Either that's some funny lawyer logic, or her story is just not very credible.

it's not funny Lawyer logic, it's "BUSHISTA Lawyer" logic

and actually, you got more problems than that. take a look at what you wrote again:

Either that's some funny lawyer logic, or her story is just not very credible.

or ???

who said it had to be "OR"

can't it be both ???

in fact, I think "Bushista Lawyer Logic" implies that it lacks credibility

The only question I have is "Can she be disbarred for this ???"

sounds really fucking fishy to me when a Federal Attorney goes to work for the law firm that represents the target of an investigation that was under the supervision of the federal Attorney

can anybody else say "Conflict Of Interest" ???

Maybe someone should point this out to the WSJ law blog. They usually go gaga over the money- I bet there would be some choice words for Ms. Yang's new firm.

You people are desperate. The chances that any former U.S. Attorney could go to a firm that ISN'T defending the target of an investigation is almost nil. There are special conflict rules for former government lawyers for that very reason. Also, former U.S. attorneys are a hot commodity on the legal market regardless of what "client base" they bring in because 1) they have courtroom experience, which is very difficult for big firm attorneys to get and 2) rich people needing criminal defense want former prosecutors on the team. It's that simple. These speculations are ludicrous.

fd - There is a world of difference between law firms "defending an investigation", which implies any criminal case, as you put it, and what we are talking about here, which is defending a majo federal corruption investigation.
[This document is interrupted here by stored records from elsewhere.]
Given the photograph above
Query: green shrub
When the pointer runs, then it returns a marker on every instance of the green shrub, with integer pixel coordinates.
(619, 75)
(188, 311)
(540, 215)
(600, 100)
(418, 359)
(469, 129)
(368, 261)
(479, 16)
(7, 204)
Former US Attorneys are indeed a marketable commodity, but they are certainly not the be all and end all you describe; and certainly have never been in the inexplicable stratosphere that Yang's offer displayed. Your numbered statements are nonsense. 1) It is, in fact, quite easy and quite normal for quality criminal defense attorneys in private practice to get every bit of the "courtroom experience" as prosecutors. 2) "Rich people" want experienced, successful and proven defense lawyers that have the ability, reputation and moxie to fight the government head on; they don't care how those skills are acquired. Quite frankly, former prosecutors are often at a disadvantage for some time when they switch from the public sector to private criminal defense because they don't have experience operating without the benefits, powers and presumptions that come from having the government behind you. Your unsupported stratements may, or may not, be made in sincere good faith; but they clearly don't come from a person with any experience in the trenches of criminal trial law.

bmaz: i do happen to be a lawyer and every big firm i have ever heard of or worked at has had lots of former u.s. attorneys on staff, and most of what they do is white collar criminal defense. i have also witnessed firms going after former u.s. attorneys, including with monetary bonuses. so you know, have fun with your conspiracy theories, i just happen to think these speculations are ludicrous.